When a shareholder leaves a business suddenly, if they’re seriously injured or die or develop a life-threatening illness, it is of course an unexpected loss.

The financial chaos and stress which ensues can bring down a business and cause stress-related illness for not only the other shareholders, but their families, too.

That chaos and uncertainty do not have to be inevitable, though.

Business succession planning is an incredibly effective damage-control tool for businesses. The concept has been around for many years, and it has evolved to provide a better range of protection for shareholders.

Two or three-partner businesses are popping up everywhere in vocations we’d never heard of before, and many of them are growing quickly.

A clear and fair Business Succession Plan ensures there is a clear exit strategy that’s been fully documented and agreed by the parties, and there is a funding mechanism which avoids using cash reserves or borrowing money. The outcome is certain and predictable.

The levels of cover should be regularly reviewed to ensure they reflect the true value of the business, particularly when it’s going from strength to strength and gaining value.

There are great psychological benefits, too, in having financial certainty in your life – whether you’re the surviving business partner or the family of the exiting shareholder.

A most memorable example in recent years is of two of my clients forming a computer technology business together. It was hugely successful, very quickly. Five years on, they’d got three-quarters of the way to their goal and were just about to take the next step, which was extremely likely to make their business a lot of money. Then one of them died in a motor vehicle accident. It was exactly the unthinkable event both men never wanted to happen – yet it was everything for which they’d so carefully planned.

In establishing their company five years earlier, they had sat down with me and worked out a Business Succession Plan right from the outset.

They not only had the foresight to insure each other for the value of their shareholding in the business, but they also made sure the cover they had in place was a true reflection of the value of the business, and we got together to review that on an annual basis, because the business was growing so rapidly.

The whole purpose of a succession plan is that if one person in a business partnership dies, the other receives the money, but the key is there’s a legally binding agreement which spells out what is going to happen with the proceeds of the policy and what will happen with the shares.

In cases such as this, the surviving business partner gives the insurance money to his partner’s widow and she gives him the shares.
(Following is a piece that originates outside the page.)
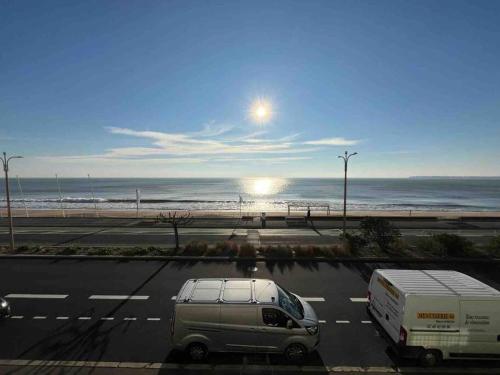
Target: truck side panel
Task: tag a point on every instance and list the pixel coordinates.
(386, 304)
(432, 322)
This makes him the sole owner of the company.

There have been many situations over the years when a person has died, and their business partner is not obliged to hand over any funds to the bereaved widow. There are also situations when a widowed partner decides to keep the business shares and get involved in a business, despite knowing very little about how to run it. They simply become an anchor around one’s neck. And, even more tricky, they can re-marry and their new husband (or wife) decides they want to be involved in the business.
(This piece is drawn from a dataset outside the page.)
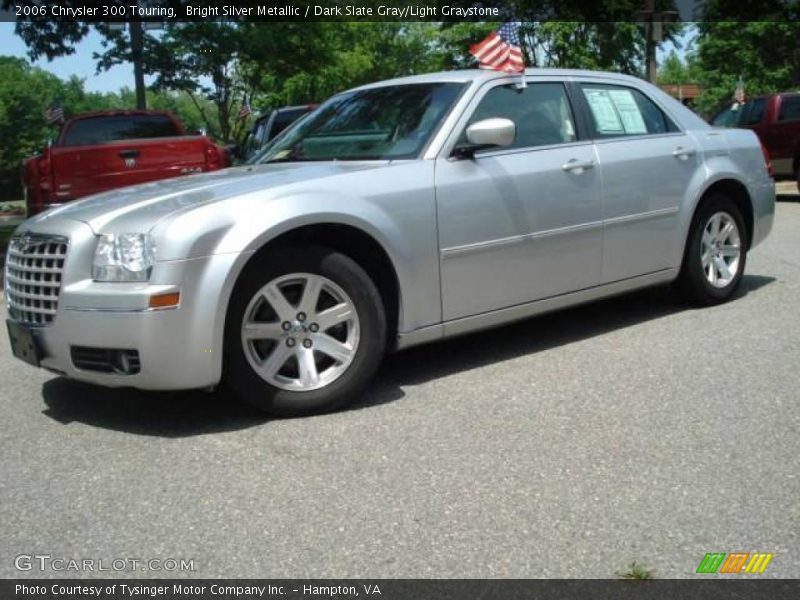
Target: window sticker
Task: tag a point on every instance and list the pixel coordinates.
(605, 115)
(628, 111)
Realistically, having faith in mutual respect, verbal assurances and a good old-fashioned hand-shake rarely works out well these days!
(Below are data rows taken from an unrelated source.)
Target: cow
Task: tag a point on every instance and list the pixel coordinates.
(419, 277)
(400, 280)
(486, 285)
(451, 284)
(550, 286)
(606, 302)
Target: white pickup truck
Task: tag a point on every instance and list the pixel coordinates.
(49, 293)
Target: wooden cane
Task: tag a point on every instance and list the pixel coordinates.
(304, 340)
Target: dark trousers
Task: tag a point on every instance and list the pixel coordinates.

A less happy case I was involved in was when three tradesmen merged their businesses into one and, while we did put a Business Succession Plan in place to cover each of them with equal shares, they never acted on my advice to document a buy-sell agreement. Two years into operating the business, one of the three partners died.

The insurance was paid out to the surviving shareholders, but because there was no established or recorded value for the business they were reluctant to pay his widow until the business could be properly valued and agreement was reached with her to transfer the shares back to the surviving shareholders.

It took nine months to settle, by which time everyone involved had endured a lot of stress from financial uncertainty. The widow was not only grieving the loss of her husband, but she had no income and had not received any payout from the company.

A formal agreement detailing what is to happen and how it is to happen is the most critical aspect of any business succession plan. Ironically, it is often the one task which never gets done.

The angst of financial pressure is one of the worst kinds of pressure anyone can face, and most people instinctively know that. It can so easily be avoided.